Letter to the Editor 3/19/20

Support SB 230, HB 713


Bill would require 911 operators to tell callers how to perform CPR

To whom it may concern,

Several years ago, my wife went into cardiac arrest. She was just 38. Fortunately, I was able to do hands-only CPR until paramedics arrived and used their training to help. Thank goodness I did. It saved her life.

When there is an emergency, we know to dial 911, but are you aware that 911 operators in Florida are not required to know how to explain how to perform hands-only CPR? Dispatchers who answer these calls are often our first point of contact and have the unique opportunity to help callers as they wait for first responders to arrive.

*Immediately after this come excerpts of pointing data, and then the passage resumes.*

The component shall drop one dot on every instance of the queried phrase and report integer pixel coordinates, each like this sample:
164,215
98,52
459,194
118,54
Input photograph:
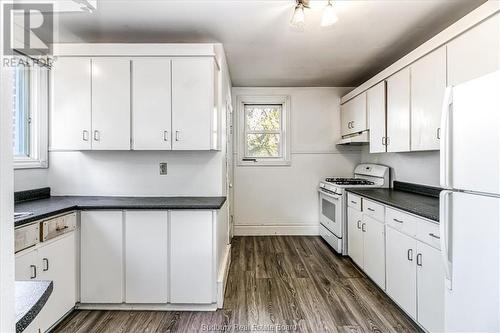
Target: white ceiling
261,48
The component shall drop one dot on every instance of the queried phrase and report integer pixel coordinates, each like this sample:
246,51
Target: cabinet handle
46,263
409,254
33,272
419,261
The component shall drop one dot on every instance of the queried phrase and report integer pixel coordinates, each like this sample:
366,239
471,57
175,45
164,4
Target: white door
428,83
57,262
430,288
471,298
70,127
101,257
470,157
401,275
374,250
355,235
475,53
146,255
151,104
26,266
193,103
110,104
375,101
398,111
192,267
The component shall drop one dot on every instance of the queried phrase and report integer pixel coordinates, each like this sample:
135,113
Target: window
263,131
29,116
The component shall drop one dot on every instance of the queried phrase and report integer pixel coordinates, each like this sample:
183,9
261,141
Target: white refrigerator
470,205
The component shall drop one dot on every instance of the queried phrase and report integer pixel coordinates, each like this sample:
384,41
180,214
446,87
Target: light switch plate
163,168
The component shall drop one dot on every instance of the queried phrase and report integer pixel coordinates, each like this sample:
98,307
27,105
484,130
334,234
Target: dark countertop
47,207
418,204
31,297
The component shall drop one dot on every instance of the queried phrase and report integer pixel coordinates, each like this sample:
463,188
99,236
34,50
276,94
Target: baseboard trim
281,230
222,278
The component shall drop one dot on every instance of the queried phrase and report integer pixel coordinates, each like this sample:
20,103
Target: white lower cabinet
54,261
401,271
355,235
146,253
101,257
430,288
374,250
192,271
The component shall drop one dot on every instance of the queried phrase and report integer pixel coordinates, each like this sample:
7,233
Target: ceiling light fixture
298,18
329,16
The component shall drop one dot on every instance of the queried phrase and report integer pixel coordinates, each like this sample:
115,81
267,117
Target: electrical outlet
163,168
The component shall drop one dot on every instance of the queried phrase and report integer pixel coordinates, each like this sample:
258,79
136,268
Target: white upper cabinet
398,111
110,104
375,102
353,115
475,53
428,83
193,103
151,104
70,127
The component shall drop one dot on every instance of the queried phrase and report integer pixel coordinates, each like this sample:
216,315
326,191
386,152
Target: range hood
355,139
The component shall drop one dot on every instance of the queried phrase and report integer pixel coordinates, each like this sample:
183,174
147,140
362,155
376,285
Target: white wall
413,167
284,200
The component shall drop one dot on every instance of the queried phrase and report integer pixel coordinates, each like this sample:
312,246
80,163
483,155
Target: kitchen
170,176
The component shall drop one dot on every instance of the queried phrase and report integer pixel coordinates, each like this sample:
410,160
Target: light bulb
329,16
298,18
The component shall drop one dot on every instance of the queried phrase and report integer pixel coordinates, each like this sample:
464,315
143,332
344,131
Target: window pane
263,117
21,114
263,145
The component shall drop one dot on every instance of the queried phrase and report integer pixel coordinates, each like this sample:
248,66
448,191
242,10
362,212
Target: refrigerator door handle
444,216
445,147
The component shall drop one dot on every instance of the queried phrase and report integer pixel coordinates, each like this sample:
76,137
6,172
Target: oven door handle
330,195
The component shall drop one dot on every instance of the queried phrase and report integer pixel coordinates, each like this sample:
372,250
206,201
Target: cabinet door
192,103
475,53
428,83
401,275
70,127
374,250
110,104
375,99
146,250
192,268
355,235
101,257
430,288
26,268
57,262
151,104
398,111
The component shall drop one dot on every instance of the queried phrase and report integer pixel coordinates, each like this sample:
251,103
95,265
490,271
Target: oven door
330,212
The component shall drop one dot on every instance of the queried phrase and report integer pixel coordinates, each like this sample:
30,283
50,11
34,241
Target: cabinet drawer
58,226
373,209
403,222
353,201
428,233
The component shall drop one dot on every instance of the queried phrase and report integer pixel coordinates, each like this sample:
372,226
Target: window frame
38,124
284,158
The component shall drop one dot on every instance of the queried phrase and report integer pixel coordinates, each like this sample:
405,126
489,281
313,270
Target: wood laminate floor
283,284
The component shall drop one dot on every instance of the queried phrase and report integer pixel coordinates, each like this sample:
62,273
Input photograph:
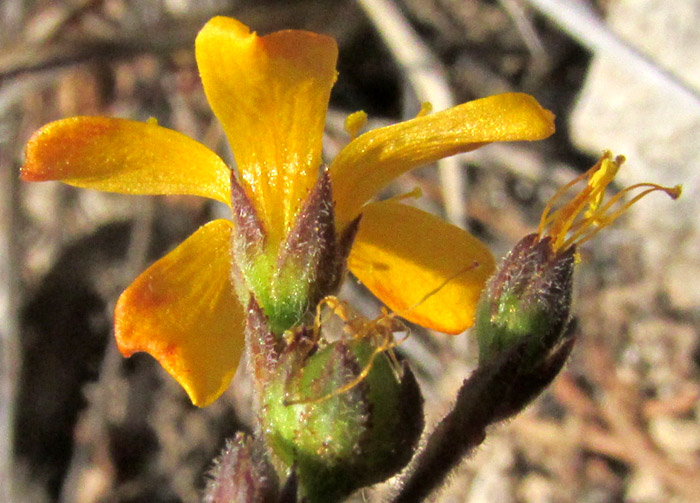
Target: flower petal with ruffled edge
423,268
183,311
368,163
271,95
130,157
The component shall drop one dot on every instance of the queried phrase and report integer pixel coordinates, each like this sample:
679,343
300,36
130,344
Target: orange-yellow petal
426,270
130,157
371,161
183,311
271,95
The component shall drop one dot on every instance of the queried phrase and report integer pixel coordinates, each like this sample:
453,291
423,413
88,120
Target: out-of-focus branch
428,80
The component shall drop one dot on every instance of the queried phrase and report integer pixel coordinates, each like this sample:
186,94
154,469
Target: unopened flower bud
343,415
527,299
242,474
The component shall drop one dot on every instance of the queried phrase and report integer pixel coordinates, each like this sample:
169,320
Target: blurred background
621,424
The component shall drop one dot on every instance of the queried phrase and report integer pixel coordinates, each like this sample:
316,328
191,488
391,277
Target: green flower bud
527,301
342,415
286,278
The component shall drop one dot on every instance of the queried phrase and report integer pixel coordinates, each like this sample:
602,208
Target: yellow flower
271,94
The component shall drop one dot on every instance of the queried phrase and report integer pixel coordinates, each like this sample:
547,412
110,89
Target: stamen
592,225
546,218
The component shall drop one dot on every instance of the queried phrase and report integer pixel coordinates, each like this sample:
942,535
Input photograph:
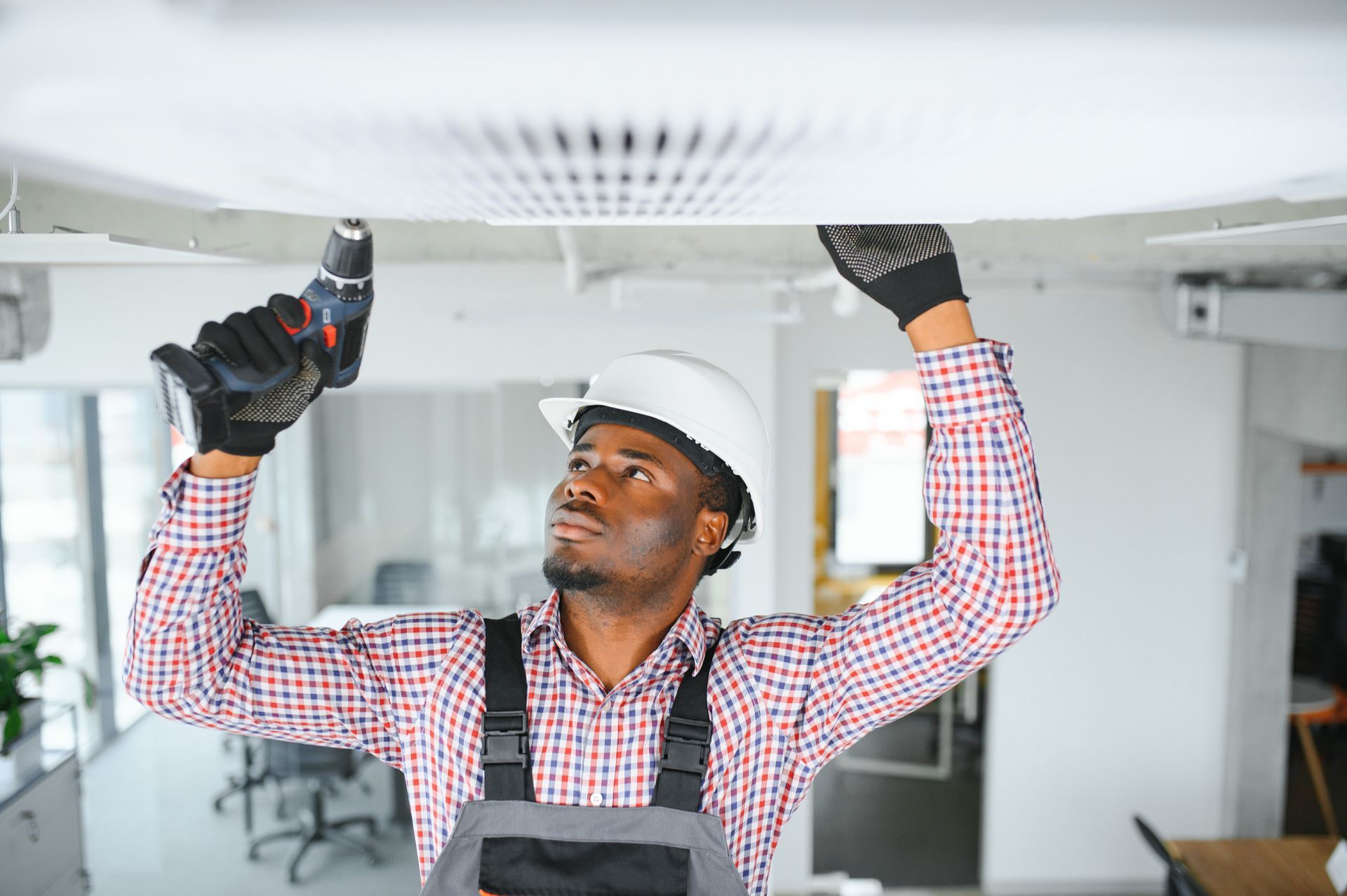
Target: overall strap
505,720
688,742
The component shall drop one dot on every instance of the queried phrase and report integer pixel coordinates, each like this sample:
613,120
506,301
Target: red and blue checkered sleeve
193,657
830,679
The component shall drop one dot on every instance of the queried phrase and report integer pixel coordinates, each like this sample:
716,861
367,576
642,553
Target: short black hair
720,492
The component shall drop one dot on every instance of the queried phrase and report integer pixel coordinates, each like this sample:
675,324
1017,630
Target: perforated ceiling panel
784,114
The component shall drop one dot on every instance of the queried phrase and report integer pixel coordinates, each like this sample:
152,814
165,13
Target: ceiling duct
1281,309
737,114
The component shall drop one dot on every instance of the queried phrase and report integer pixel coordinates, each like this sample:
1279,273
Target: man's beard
566,575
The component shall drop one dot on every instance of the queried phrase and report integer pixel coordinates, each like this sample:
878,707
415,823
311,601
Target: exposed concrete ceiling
1113,243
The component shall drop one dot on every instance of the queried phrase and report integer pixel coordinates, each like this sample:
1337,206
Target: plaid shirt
789,692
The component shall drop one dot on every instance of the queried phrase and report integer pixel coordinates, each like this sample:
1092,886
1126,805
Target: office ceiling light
756,112
1331,231
99,248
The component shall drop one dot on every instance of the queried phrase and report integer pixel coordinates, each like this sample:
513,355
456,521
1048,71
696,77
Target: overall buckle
504,739
688,745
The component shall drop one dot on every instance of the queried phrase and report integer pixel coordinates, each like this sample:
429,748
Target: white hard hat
695,398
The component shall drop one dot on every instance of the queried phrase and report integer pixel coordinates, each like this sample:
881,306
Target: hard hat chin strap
728,557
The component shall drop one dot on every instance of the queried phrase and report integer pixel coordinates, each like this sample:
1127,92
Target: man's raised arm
192,655
992,577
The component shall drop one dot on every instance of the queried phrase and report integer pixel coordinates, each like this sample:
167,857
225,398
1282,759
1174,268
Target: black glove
909,269
257,348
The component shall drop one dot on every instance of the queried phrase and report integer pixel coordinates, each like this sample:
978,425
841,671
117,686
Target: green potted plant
20,713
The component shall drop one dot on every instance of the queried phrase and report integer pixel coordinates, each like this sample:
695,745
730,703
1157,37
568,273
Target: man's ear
711,527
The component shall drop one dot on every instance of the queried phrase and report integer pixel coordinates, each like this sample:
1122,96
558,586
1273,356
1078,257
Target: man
615,737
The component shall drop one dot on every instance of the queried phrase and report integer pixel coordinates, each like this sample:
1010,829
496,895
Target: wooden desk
1285,865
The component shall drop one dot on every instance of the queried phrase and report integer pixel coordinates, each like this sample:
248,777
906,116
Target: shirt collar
688,629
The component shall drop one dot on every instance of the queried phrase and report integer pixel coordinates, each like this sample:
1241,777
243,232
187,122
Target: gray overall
509,845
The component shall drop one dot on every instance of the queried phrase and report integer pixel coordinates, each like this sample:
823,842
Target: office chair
319,768
403,582
1180,881
253,775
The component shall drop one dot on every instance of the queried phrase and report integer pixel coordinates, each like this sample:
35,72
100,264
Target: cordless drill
337,302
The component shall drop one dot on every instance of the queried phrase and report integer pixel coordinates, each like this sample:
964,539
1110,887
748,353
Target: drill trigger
309,317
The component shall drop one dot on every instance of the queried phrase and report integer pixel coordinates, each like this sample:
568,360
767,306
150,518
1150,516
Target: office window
881,439
133,450
41,502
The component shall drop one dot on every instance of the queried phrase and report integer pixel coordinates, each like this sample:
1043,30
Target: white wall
1323,503
1115,704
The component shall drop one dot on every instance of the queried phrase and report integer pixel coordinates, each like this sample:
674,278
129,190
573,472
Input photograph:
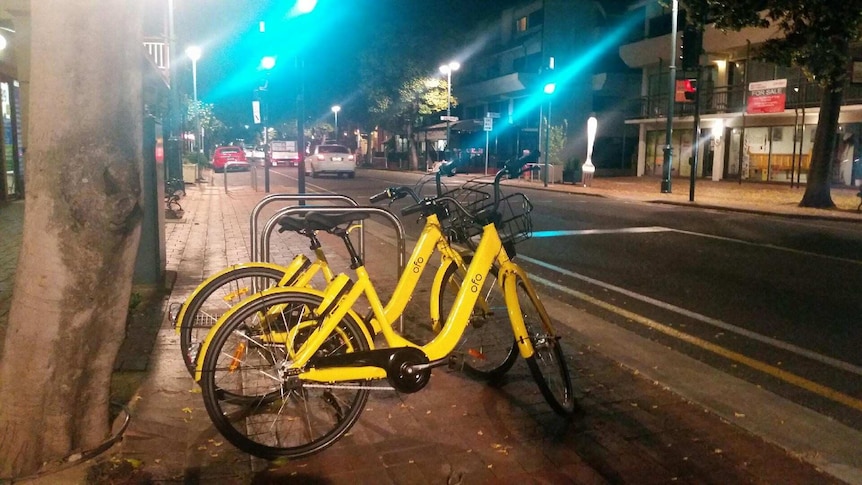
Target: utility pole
668,143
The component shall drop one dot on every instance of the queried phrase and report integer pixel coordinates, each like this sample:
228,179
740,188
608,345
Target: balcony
158,52
506,85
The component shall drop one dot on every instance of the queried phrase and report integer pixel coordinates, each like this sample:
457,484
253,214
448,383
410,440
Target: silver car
331,159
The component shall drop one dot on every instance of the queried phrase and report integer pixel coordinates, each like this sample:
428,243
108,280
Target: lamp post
447,69
549,90
335,110
588,169
194,53
668,144
267,63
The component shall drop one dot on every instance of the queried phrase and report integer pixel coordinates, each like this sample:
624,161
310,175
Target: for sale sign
767,96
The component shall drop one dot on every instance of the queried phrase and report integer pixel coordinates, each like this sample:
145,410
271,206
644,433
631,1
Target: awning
460,125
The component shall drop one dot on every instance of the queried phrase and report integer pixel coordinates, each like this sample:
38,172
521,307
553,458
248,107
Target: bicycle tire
286,418
548,363
487,347
213,299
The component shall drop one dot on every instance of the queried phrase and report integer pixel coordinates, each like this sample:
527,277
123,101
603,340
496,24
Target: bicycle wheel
282,416
215,298
487,347
547,364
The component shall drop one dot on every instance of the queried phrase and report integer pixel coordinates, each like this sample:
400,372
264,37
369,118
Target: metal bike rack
255,213
396,223
266,233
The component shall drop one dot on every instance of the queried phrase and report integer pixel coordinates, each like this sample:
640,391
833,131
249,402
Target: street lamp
588,169
335,110
194,53
549,90
668,138
447,69
267,63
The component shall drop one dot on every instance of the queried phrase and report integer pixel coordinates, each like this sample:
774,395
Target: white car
331,159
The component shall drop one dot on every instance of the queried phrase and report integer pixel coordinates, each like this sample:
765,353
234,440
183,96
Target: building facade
738,140
11,126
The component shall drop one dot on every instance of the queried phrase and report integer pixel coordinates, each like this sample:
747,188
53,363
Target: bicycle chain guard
402,373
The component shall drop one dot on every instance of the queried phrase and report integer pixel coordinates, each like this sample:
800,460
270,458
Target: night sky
330,39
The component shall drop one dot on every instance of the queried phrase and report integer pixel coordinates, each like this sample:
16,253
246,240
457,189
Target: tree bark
818,186
411,142
81,230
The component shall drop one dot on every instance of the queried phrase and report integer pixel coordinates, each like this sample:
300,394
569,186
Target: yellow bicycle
306,360
221,291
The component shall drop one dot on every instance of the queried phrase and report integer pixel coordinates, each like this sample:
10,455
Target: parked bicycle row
286,364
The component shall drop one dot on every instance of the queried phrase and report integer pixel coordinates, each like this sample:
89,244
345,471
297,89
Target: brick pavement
458,430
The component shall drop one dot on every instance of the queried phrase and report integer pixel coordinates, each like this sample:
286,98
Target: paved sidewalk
457,430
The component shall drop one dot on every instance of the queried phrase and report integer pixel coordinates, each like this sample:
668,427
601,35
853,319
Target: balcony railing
158,52
731,99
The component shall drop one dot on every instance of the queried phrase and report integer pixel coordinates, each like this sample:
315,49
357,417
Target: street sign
255,110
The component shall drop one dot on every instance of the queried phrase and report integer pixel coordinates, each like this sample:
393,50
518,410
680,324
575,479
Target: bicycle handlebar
394,193
512,169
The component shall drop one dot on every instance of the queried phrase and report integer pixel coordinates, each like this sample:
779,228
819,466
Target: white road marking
823,359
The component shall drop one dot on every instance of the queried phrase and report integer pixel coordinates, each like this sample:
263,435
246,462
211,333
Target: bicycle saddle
320,221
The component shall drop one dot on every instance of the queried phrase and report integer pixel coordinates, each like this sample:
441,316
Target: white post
588,169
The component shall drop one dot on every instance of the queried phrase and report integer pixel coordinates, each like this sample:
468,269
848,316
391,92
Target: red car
233,154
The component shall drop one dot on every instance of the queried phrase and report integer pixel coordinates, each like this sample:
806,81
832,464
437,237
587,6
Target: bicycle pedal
174,311
456,361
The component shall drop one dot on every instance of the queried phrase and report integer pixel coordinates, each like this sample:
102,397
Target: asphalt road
773,300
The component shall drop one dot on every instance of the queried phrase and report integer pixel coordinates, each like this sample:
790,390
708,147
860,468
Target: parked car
331,159
233,154
258,153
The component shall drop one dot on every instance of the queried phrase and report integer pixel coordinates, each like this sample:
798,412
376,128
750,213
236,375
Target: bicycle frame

In moments when every second is critical, they are the gateway to our emergency response system.

To ensure all dispatchers are trained and able to coach bystanders on how to perform CPR, I ask that you please include telecommunicator CPR in the Health Department package bill, SB 230 and HB 713.

Cardiac arrest is among the leading causes of death in the United States, where more than 350,000 out-of-hospital cardiac arrests occur each year. It strikes suddenly and without warning, and what happens in the first few minutes can mean the difference between life and death. For every minute without CPR, survival from a witnessed cardiac arrest decreases 7-10%. Given the protracted emergency medical service response times in many rural areas, the need for CPR to be initiated prior to EMS arrival is even greater.

Dispatchers can and should be trained to provide CPR instructions to bystanders. They can coach callers with real-time, step-by-step instructions, enabling these callers to become lifesavers while awaiting EMS arrival. This is known as dispatcher-assisted CPR (or telephone CPR). Our goal is to ensure that all dispatchers receive this training, and as a result, all callers are provided with these important instructions.

Dispatcher-assisted CPR has been shown to significantly increase bystander CPR rates and cardiac arrest survival. It has the potential to increase the chances by 15% of a bystander to step in and perform CPR. Even trained bystanders may need coaching during what are difficult and often frantic times, and those without previous CPR knowledge can quickly be instructed.

Dispatcher-assisted CPR is also an effective and low-cost strategy to improve cardiac arrest survival. Still, it remains underutilized. More comprehensive implementation of CPR prearrival instructions has the potential to save many lives each year. I ask you to please support and include telecommunicator CPR in the Health Department package bill, SB 230 and HB 713, ensuring all dispatchers are trained and able to provide this life-saving instruction.